The thesis is based on extensive archival research and an equally ambitious oral history. The latter restores Aboriginal voices to the narrative of war and reminds us of Aboriginal agency even at a time of widespread racial inequalities. His analysis of the way the Australian Army utilised anthropologists in the campaign against the Japanese indicates that the Army demonstrated flexibility and resourcefulness in a time of unprecedented crisis and (in some extraordinary cases) a nascent appreciation of the complexity of Indigenous cultures.
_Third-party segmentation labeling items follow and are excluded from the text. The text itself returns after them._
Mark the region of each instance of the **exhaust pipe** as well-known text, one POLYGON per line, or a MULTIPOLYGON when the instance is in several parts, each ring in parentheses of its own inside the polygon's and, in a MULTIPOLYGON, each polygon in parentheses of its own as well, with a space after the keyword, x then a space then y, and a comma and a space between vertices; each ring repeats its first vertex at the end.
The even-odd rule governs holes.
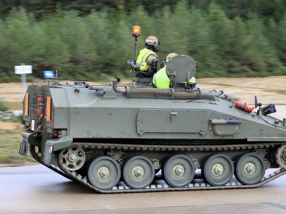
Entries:
POLYGON ((127 89, 125 87, 125 88, 118 88, 117 84, 118 83, 117 81, 113 81, 112 82, 112 88, 114 91, 117 93, 127 93, 127 89))
POLYGON ((222 90, 220 90, 220 91, 217 92, 217 94, 215 94, 215 96, 217 97, 220 97, 222 95, 223 93, 223 91, 222 90))

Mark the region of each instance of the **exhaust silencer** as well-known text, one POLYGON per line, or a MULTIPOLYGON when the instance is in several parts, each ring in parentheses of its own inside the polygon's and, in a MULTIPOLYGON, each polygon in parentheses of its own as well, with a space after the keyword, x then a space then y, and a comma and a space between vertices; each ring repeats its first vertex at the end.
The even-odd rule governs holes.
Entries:
POLYGON ((267 106, 264 106, 263 107, 261 107, 260 108, 260 111, 262 112, 262 113, 264 113, 263 112, 267 110, 268 108, 275 108, 275 105, 273 103, 270 103, 270 104, 268 104, 267 106))
POLYGON ((265 111, 263 111, 263 114, 269 114, 272 113, 275 113, 276 112, 276 109, 275 108, 269 108, 265 111))

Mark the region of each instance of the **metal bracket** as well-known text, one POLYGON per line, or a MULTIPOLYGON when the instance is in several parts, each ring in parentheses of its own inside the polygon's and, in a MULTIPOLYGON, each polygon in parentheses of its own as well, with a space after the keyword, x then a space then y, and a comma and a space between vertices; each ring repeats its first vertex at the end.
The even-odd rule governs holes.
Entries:
POLYGON ((106 155, 116 160, 118 160, 124 155, 124 152, 122 150, 109 150, 107 152, 106 155))

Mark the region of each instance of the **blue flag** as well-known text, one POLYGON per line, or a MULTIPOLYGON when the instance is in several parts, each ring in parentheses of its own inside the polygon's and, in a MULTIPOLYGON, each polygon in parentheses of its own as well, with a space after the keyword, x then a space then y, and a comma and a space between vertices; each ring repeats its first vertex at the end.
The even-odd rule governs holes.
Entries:
POLYGON ((55 78, 54 71, 43 71, 45 78, 55 78))

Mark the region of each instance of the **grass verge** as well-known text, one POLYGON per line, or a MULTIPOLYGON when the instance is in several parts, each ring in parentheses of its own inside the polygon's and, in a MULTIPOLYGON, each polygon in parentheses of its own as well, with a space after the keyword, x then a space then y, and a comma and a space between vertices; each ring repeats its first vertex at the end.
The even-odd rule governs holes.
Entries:
POLYGON ((0 167, 35 164, 35 160, 28 151, 26 157, 18 153, 20 138, 25 130, 24 125, 0 122, 0 167))

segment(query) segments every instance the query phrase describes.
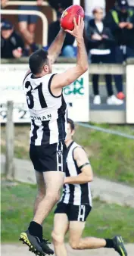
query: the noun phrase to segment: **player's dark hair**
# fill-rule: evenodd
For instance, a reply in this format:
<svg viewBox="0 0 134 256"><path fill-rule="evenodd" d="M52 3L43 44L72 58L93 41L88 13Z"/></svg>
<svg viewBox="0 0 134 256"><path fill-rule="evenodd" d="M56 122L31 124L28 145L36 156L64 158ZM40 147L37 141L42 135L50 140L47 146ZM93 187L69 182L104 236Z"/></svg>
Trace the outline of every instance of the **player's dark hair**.
<svg viewBox="0 0 134 256"><path fill-rule="evenodd" d="M43 49L39 49L33 52L29 59L29 65L31 72L36 75L42 70L45 64L48 64L48 52Z"/></svg>
<svg viewBox="0 0 134 256"><path fill-rule="evenodd" d="M75 125L74 125L74 122L73 121L72 119L67 118L67 123L70 123L70 129L73 131L73 130L75 130Z"/></svg>

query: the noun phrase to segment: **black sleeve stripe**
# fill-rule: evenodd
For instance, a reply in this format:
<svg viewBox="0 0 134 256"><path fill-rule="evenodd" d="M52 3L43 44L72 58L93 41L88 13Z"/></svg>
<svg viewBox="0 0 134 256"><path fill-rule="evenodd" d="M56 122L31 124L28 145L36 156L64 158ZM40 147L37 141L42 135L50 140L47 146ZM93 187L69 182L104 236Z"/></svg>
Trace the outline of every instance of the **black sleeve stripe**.
<svg viewBox="0 0 134 256"><path fill-rule="evenodd" d="M50 94L51 95L51 96L53 96L54 98L60 98L62 95L62 92L61 92L61 95L55 96L52 94L52 92L51 91L51 80L52 80L54 76L55 76L55 75L57 75L57 73L53 73L51 75L51 76L50 77L49 81L48 81L48 91L49 91Z"/></svg>
<svg viewBox="0 0 134 256"><path fill-rule="evenodd" d="M24 81L25 81L25 79L28 76L28 75L29 75L30 73L32 73L32 72L30 72L30 73L28 73L26 75L26 76L24 77L24 80L23 80L23 83L24 83Z"/></svg>
<svg viewBox="0 0 134 256"><path fill-rule="evenodd" d="M85 163L85 164L83 164L83 165L81 165L81 166L79 166L79 169L81 170L82 168L83 168L85 166L86 166L86 165L89 165L89 164L90 164L90 163L89 162L87 162L87 163Z"/></svg>

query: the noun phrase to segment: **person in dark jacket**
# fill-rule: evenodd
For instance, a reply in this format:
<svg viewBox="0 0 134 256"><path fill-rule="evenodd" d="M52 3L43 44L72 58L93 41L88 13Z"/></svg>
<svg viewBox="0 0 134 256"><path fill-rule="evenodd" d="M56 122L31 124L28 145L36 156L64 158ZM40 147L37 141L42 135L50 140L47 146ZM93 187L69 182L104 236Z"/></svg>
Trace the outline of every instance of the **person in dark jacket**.
<svg viewBox="0 0 134 256"><path fill-rule="evenodd" d="M127 1L118 0L115 7L106 15L104 22L116 42L113 51L114 62L122 64L126 58L134 57L134 10L129 8ZM120 88L117 97L123 98L122 76L116 75L114 79L116 86Z"/></svg>
<svg viewBox="0 0 134 256"><path fill-rule="evenodd" d="M61 9L66 9L70 5L73 5L72 0L48 0L48 4L51 6L52 8L55 9L57 11L61 11Z"/></svg>
<svg viewBox="0 0 134 256"><path fill-rule="evenodd" d="M51 43L54 41L54 39L56 37L58 31L61 29L60 20L61 17L61 12L58 12L58 19L57 21L52 22L48 27L48 45L50 45ZM66 38L64 42L64 45L61 49L61 56L73 58L76 56L75 49L73 46L74 43L74 37L69 34L66 34Z"/></svg>
<svg viewBox="0 0 134 256"><path fill-rule="evenodd" d="M87 30L88 46L90 49L91 62L94 64L112 63L111 48L114 45L114 39L109 28L105 27L103 22L104 12L101 8L96 8L93 10L95 18L89 22ZM112 76L110 74L105 75L106 86L108 98L108 105L121 105L123 101L119 100L113 92ZM98 75L92 76L92 86L94 92L93 103L101 104L101 97L98 90Z"/></svg>
<svg viewBox="0 0 134 256"><path fill-rule="evenodd" d="M1 58L19 58L22 56L24 42L14 30L13 25L4 20L1 27Z"/></svg>

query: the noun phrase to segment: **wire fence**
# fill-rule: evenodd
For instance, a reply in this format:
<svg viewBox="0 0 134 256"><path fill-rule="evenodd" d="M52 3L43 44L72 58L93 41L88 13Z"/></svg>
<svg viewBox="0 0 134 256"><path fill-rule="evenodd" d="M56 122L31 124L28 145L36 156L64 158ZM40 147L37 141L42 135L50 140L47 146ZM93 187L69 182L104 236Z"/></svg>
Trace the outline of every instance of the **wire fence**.
<svg viewBox="0 0 134 256"><path fill-rule="evenodd" d="M134 136L123 133L120 131L115 131L115 130L112 130L109 129L101 128L101 127L96 126L95 125L89 124L89 123L77 123L77 124L79 125L80 126L86 127L86 128L90 128L92 130L95 130L97 131L99 131L99 132L103 132L103 133L106 133L109 134L114 134L114 135L117 135L117 136L120 136L124 138L134 139Z"/></svg>

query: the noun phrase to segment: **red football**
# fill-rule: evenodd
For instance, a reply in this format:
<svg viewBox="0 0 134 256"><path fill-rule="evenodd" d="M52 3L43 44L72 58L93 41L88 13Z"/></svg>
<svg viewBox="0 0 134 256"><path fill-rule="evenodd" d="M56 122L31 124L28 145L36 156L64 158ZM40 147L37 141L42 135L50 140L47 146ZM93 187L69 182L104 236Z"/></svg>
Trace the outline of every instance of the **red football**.
<svg viewBox="0 0 134 256"><path fill-rule="evenodd" d="M73 30L74 28L73 17L78 23L79 15L84 17L84 10L80 5L74 5L68 7L62 14L61 26L64 30Z"/></svg>

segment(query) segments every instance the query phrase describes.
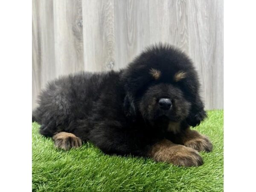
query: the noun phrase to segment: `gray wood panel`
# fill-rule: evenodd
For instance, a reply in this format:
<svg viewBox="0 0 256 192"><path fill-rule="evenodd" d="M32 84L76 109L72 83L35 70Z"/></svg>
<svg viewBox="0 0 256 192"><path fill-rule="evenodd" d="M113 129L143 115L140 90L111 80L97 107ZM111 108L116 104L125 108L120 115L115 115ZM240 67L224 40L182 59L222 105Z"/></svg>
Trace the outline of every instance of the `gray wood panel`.
<svg viewBox="0 0 256 192"><path fill-rule="evenodd" d="M207 109L223 108L222 0L33 0L33 105L47 82L123 68L145 47L178 47L194 61Z"/></svg>

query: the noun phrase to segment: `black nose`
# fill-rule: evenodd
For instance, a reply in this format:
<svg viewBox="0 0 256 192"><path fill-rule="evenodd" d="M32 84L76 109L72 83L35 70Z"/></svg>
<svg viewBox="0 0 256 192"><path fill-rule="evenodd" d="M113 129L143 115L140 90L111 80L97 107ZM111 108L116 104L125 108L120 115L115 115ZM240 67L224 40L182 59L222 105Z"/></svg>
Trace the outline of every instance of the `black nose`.
<svg viewBox="0 0 256 192"><path fill-rule="evenodd" d="M172 107L172 101L169 99L162 98L159 99L158 104L162 109L168 110Z"/></svg>

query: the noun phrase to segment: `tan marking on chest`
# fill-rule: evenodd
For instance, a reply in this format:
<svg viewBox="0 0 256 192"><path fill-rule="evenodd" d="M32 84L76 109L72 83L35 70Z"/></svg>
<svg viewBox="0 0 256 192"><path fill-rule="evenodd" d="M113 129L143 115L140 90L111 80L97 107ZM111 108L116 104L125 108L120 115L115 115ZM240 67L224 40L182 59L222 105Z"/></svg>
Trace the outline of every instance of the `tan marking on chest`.
<svg viewBox="0 0 256 192"><path fill-rule="evenodd" d="M151 68L149 70L149 74L156 80L158 79L161 76L161 71L155 69Z"/></svg>
<svg viewBox="0 0 256 192"><path fill-rule="evenodd" d="M186 78L186 73L183 71L179 71L174 75L174 81L178 82Z"/></svg>
<svg viewBox="0 0 256 192"><path fill-rule="evenodd" d="M180 131L180 123L170 121L168 125L167 130L174 134L179 133Z"/></svg>

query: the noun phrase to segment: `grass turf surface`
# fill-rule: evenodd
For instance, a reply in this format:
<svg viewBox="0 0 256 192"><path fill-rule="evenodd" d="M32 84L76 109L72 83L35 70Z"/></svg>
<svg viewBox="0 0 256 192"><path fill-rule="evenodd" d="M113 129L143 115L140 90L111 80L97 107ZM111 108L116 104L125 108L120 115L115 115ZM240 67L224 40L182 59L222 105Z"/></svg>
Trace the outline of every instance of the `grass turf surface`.
<svg viewBox="0 0 256 192"><path fill-rule="evenodd" d="M64 151L38 133L32 123L32 190L47 192L223 191L223 111L208 111L195 129L207 135L210 153L200 152L204 163L179 167L150 159L108 156L89 143Z"/></svg>

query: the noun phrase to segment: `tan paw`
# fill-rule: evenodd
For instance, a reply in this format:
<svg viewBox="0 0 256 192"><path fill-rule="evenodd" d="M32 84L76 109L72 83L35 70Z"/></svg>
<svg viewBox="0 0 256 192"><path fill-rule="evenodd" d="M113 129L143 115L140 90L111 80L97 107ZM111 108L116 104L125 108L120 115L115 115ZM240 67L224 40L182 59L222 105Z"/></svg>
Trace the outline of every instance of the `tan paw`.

Noah Riseman's thesis broaches new topics in Australian military history and demonstrates continuities as well as ruptures in the history of Australian race relations. It is an instance of how military history can improve our understanding of wider social issues. On the seventieth anniversary of the outbreak of World War Two, this thesis offers fresh insight into the way the Australian Army fought that conflict and defended Northern Australia from the perceived threat of invasion. It is a worthy recipient of the CEW Bean Prize.